DRFN: Deep Recurrent Fusion Network for Single-Image Super-Resolution with Large Factors
Xin Yang, Haiyang Mei, Jiqing Zhang, Ke Xu, Baocai Yin, Qiang Zhang,, Xiaopeng Wei

TL;DR
This paper introduces DRFN, a deep recurrent fusion network that improves single-image super-resolution by replacing traditional upsampling with transposed convolution and integrating multi-level features for better accuracy and visual quality.
Contribution
The paper presents a novel deep recurrent fusion network that uses transposed convolution and multi-level feature fusion for enhanced large-factor super-resolution.
Findings
DRFN outperforms most current methods in accuracy and visual quality.
It is especially effective for large-scale images.

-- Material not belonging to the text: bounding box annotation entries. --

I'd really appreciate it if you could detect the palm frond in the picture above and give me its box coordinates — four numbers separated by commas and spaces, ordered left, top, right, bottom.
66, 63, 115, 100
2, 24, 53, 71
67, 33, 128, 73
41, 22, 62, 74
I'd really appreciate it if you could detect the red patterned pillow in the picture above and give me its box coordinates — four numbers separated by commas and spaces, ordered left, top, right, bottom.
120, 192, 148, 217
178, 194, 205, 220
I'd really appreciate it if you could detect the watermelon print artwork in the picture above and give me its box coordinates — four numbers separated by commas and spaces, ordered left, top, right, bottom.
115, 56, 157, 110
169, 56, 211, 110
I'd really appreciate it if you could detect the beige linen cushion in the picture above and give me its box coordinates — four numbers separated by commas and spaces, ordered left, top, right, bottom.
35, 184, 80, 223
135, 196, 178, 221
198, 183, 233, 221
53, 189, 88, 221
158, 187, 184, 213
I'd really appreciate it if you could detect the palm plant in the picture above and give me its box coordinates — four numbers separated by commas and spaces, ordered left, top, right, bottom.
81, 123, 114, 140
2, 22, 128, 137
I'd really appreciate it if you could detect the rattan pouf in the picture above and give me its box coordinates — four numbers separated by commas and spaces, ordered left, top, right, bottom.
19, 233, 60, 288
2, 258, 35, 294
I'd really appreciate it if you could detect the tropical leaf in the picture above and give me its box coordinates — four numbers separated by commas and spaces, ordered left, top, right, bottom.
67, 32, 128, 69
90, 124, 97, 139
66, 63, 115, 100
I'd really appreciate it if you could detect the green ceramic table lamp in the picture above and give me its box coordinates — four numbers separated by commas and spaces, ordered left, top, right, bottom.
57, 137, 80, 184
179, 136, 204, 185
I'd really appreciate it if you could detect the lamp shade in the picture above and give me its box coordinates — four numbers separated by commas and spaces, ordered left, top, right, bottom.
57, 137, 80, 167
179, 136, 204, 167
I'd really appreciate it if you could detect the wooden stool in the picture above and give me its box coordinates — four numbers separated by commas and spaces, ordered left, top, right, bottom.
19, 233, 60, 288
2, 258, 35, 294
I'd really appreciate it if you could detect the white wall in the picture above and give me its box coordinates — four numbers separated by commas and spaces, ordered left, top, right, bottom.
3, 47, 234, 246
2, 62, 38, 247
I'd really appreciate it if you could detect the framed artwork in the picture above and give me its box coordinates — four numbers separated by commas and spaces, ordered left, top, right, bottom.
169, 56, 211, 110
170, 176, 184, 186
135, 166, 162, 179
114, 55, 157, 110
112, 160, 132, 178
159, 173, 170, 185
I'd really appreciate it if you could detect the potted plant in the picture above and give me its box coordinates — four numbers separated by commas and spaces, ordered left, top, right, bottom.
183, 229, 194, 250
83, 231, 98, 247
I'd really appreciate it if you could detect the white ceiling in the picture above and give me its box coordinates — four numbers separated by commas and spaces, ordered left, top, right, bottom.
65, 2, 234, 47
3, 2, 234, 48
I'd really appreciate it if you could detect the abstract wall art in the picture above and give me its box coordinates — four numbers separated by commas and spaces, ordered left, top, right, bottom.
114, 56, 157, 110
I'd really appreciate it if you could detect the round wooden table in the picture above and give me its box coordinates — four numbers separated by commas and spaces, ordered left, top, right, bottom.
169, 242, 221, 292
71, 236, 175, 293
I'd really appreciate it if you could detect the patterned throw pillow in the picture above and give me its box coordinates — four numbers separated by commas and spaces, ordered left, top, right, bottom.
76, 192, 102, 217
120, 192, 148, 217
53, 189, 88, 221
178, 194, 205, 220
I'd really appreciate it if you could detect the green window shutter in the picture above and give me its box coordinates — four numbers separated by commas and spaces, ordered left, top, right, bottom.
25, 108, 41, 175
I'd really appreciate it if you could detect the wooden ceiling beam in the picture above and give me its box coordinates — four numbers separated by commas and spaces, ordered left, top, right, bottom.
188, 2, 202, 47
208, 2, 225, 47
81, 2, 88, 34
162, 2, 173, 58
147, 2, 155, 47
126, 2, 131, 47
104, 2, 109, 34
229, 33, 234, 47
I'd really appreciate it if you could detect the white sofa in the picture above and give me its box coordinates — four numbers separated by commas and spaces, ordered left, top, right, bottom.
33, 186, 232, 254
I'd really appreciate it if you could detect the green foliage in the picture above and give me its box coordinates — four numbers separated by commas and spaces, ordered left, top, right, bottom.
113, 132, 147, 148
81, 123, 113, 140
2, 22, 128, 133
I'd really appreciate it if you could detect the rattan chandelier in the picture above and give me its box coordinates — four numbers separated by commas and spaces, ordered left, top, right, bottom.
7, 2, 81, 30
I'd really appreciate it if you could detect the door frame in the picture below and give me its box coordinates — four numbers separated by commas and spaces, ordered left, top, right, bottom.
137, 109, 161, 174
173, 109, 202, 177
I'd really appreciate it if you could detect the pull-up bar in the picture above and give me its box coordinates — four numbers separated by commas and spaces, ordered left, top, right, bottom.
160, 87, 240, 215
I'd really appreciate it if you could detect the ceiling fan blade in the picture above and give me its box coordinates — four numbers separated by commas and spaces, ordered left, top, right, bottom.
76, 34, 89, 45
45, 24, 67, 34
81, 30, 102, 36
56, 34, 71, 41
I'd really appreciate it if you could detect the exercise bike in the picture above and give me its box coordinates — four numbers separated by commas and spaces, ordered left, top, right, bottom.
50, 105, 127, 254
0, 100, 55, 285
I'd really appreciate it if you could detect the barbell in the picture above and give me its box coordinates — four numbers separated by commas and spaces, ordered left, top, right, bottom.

Uses fewer parameters than comparable models.
Abstract
Recently, single-image super-resolution has made great progress owing to the development of deep convolutional neural networks (CNNs). The vast majority of CNN-based models use a pre-defined upsampling operator, such as bicubic interpolation, to upscale input low-resolution images to the desired size and learn non-linear mapping between the interpolated image and ground truth high-resolution (HR) image. However, interpolation processing can lead to visual artifacts as details are over-smoothed, particularly when the super-resolution factor is high. In this paper, we propose a Deep Recurrent Fusion Network (DRFN), which utilizes transposed convolution instead of bicubic interpolation for upsampling and integrates different-level features extracted from recurrent residual blocks to reconstruct the final HR images. We adopt a deep recurrence learning strategy and thus have a larger…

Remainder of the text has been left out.